From the view of someone that occasionally watches videos on YouTube, I am trying to figure out a nice way to say... I hate it. Or more specifically, I hate that it generates the voice, and basically enables video content spam.
What we don't need more of is cheap, easy to automatically generate videos that are basically spam and/or clickbait, trying to get views. The problem with auto-generated voices in videos like this is as a viewer I can't distinguish between work that someone put deliberate production time into, and something churned out by a content farm. The demo video even tricked me at first, I didn't realize it was a generated voice until a couple sentences in, at which point I had a visceral negative reaction, the same as when I accidently click on a content farm-generated video.
It seems a major feature is automatically syncing the narration to the slides. Perhaps a way to enhance this while avoiding spam generation is to use the generated voice only for internal timing, and generated a karaoke-like display for a narrator (human) to read? As a paid service, you could even provide professional voice-offers as an add-on.
If machine voiced vs human voiced is the only discernible difference in the end, this seems like a non-argument.

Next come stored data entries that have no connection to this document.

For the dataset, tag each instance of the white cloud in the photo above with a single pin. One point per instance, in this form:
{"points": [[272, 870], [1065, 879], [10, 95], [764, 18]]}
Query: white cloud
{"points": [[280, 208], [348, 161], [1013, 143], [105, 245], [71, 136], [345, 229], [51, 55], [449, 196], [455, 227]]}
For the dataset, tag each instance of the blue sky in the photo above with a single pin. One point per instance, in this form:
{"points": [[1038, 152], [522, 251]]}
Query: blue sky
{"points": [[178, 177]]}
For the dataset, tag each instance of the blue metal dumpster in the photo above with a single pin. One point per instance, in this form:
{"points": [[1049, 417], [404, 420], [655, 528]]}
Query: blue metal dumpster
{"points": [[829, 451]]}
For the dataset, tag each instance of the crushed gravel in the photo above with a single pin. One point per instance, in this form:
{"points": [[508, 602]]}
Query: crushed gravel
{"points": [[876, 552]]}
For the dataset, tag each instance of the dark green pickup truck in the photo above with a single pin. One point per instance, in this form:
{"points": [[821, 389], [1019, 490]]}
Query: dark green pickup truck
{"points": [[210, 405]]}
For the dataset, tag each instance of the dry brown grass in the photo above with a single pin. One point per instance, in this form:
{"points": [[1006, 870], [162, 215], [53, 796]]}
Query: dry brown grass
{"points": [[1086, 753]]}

As someone that is building a tool in the roughly same space (machine voiced video generation), I can just say that the use-cases go far beyond "content-farm". It also enables a lot of useful content like e.g. internal training videos, or paired with browser automation, you can have narrated always up-to-date video manuals of your product. In the education space, it enables a more iterative way to produce material where you previously couldn't afford to tweak parts of a video, as you would have to narrate it again.
And I also don't think that it will amplify the existence of such videos significantly. There are already Youtube channels that already do just that, and people don't seem to mind. E.g. there is a channel that uploads "car news" content, which basically just has a narration on top of a series of pictures of a car, and the amount of views and the rating on those videos is pretty good. In the end its just a few fact bulletins stretched into an overly long video using the same old worn out phrases (just like regular "car news"), and I don't see why a human would need to waste their time to voice that.

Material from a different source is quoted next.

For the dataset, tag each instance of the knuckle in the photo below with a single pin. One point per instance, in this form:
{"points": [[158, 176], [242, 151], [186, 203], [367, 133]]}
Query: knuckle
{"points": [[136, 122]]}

> If machine voiced vs human voiced is the only discernible difference in the end, this seems like a non-argument.
The problem is getting to the end -- I don't want to spend several minutes trying to decide if it's spam or useful. It's simply easier and safer for me to use "contains auto-generated voice" as a filter to avoid watching garbage. Specifically I'm talking about videos like the ones discussed in this video .

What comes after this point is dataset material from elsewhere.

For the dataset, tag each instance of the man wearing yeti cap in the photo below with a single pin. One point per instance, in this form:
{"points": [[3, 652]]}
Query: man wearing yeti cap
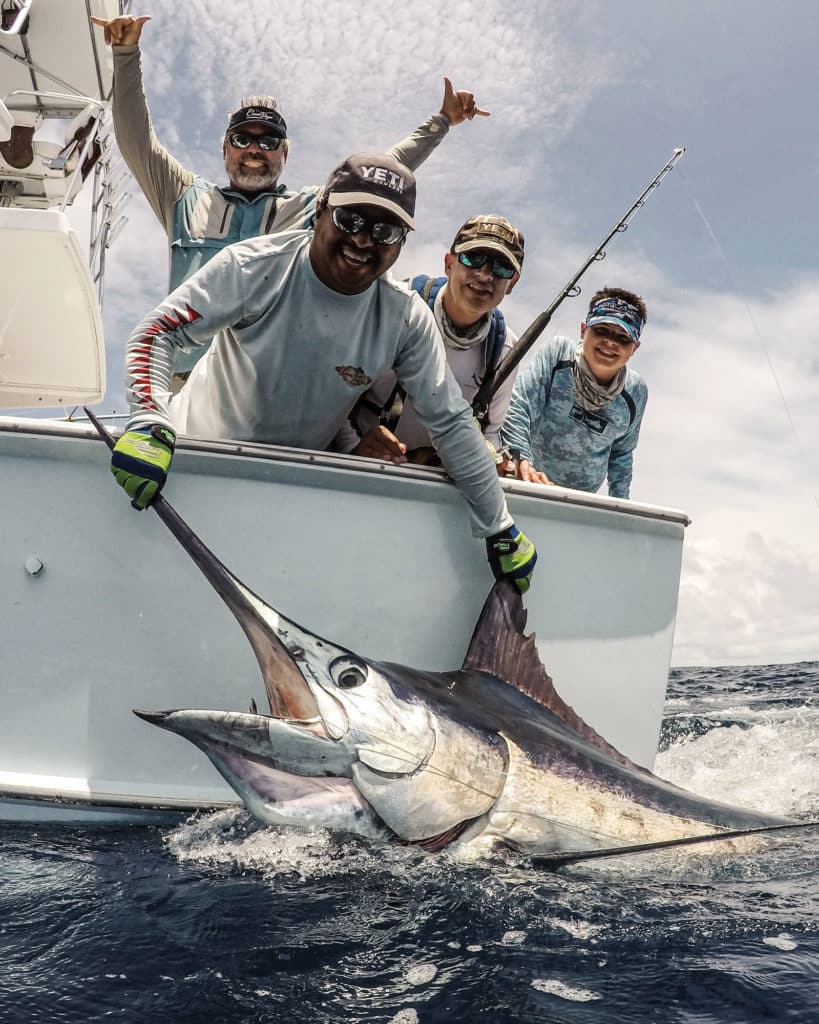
{"points": [[200, 217], [576, 409], [304, 322]]}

Though I'd generally agree that good quality content is good quality content, I personally think there's something lost by using a machine-generated voice. Good human narrators add nuance and emphasis and energy, and it's much more interesting when someone is passionate or excited about the topic they're talking about and you can hear that come through.
Some humans are bad narrators, of course, and the machine-generated voice may not be worse by comparison. The problem is I'd just rather not listen to an emotionless voice -- whether it's machine-generated or human -- read a script, I'd rather just read it myself.
Maybe I'm wrong and the generated voices are much better than I've heard (any examples?) but I think part of the problem remains in that unless I'm forced to watch (eg, internal training) or have a recommendation come from someone I trust, it's still safer to filter out videos with machine-generated voice as "probably spam/garbage".
> it enables a more iterative way to produce material where you previously couldn't afford to tweak parts of a video, as you would have to narrate it again
I think this is a very compelling feature, but as a potential consumer of these videos (either accidentally on youtube or forced via internal training) I wish someone would come up with a way to enable this without having to resort to using the emotionless robot voice.
This again could just be my personal preference: I think emotionless robot voice is pretty much going to always mean somewhere between low- and mediocre-quality video, and I also think a low quality video is significantly worse than just having an easily-updatable HTML/PDF/whatever document with pictures/screenshots/diagrams as appropriate.
And... there are some humans tasked with making videos for others and they're just really bad. Again, internal/training videos, etc, done by people without much passion for, or even knowledge of, the task they're training you on. I prefer machine generated voice in those cases, or perhaps even some sort of subtitling that could be piped to the TTS engine of my choice.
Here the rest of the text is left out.